Hew Locke, Oscar Murillo, Iza Tarasewicz, Selma Selman and Róza El-Hassan are among the artists taking part in the 2027 edition of Skulptur Projekte Münster, an exhibition that takes place every ten years in the northern German city.

Next year’s exhibition will expand beyond the city centre to neighbourhoods in transformation, according to a statement from the organisation. The artistic directors are Ivet Ćurlin, Nataša Ilić, and Sabina Sabolović, the members of the Zagreb curatorial collective What, How & for Whom (WHW). They plan to include around 30 locations and projects in total.

“In 2027, Skulptur Projekte will engage in a particularly meaningful way with the diversity of our city,” Tilman Fuchs, the mayor of Münster, said in the statement. “By focusing on different vicinities, the exhibition makes processes of urban transformation visible and brings Skulptur Projekte into dialogue with new neighbourhoods.”

The non-central districts of the city to be incorporated into Skulptur Projekte include Kinderhaus, which originated in the 14th century as a home for the sick outside the city gates in the north of Münster.
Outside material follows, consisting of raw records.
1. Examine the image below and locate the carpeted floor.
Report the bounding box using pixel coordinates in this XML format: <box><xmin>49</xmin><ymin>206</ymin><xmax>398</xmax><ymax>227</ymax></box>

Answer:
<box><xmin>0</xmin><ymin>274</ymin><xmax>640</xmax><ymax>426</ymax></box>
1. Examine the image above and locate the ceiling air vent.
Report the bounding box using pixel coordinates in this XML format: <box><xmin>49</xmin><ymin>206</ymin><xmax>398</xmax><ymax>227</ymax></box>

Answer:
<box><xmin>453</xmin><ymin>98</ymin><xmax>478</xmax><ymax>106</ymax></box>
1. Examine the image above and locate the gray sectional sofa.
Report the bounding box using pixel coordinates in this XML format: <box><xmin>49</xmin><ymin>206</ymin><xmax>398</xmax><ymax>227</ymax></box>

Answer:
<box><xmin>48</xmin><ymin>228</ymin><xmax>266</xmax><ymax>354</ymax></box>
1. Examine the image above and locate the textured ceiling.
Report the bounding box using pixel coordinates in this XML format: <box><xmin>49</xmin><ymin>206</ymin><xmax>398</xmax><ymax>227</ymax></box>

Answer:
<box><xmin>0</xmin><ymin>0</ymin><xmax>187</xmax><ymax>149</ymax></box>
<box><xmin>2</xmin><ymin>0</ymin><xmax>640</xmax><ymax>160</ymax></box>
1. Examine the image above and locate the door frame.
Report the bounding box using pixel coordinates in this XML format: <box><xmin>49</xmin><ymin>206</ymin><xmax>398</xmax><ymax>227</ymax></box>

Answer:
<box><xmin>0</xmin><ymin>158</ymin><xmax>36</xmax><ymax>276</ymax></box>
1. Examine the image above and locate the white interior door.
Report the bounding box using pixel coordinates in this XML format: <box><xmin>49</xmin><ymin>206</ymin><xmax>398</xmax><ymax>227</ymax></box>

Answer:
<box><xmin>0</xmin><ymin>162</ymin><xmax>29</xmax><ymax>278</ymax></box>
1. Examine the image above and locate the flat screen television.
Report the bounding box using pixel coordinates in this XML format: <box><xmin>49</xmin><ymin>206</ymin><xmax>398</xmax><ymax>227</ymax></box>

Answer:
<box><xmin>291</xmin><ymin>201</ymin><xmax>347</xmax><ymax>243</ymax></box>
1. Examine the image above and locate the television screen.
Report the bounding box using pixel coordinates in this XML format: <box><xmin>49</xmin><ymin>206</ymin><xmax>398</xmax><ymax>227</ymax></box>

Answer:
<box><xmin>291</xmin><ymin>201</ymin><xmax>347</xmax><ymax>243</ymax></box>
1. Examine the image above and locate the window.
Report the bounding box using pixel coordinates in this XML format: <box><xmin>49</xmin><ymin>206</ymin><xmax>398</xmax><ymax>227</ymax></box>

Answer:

It grew rapidly in the 1970s through residential housing. Tarasewicz, a Polish artist, will develop an installation structured around seasonal cycles and agricultural processes at Gut Kinderhaus, a former farm that is today a residential and working community for people with different disabilities.

Murillo will collaborate with local crop producers and communities to create an installation centred on communal cooking and collective sharing at a former military barracks built by the Nazis and used by British armed forces from after the Second World War until 2012. Located in the south-east of the city, it currently accommodates refugees and is undergoing redevelopment as a new residential neighbourhood.

Locke’s contribution will be on view in the city centre at the Krameramtshaus, which was built in 1589 and served as the meeting place and administrative headquarters for local merchants. Selman’s installation, which draws on her own family history and explores the “cycles of globalised labour”, according to a release, will be shown at a 19th-century cemetery. El-Hassan, a Budapest-based artist, activist and lecturer who represented Hungary at the Venice Biennale in 1997, will divide her work between two locations; the Botanical Garden by the baroque palace and a residential district in the south of Münster.

Further artists invited to take part will be announced in the months leading up to the opening of Skulptur Projekte Münster on 12 June 2027, the statement said. The exhibition, which is funded by the state of North Rhine-Westphalia and the German government as well as a number of private sponsors, will run until 3 October 2027.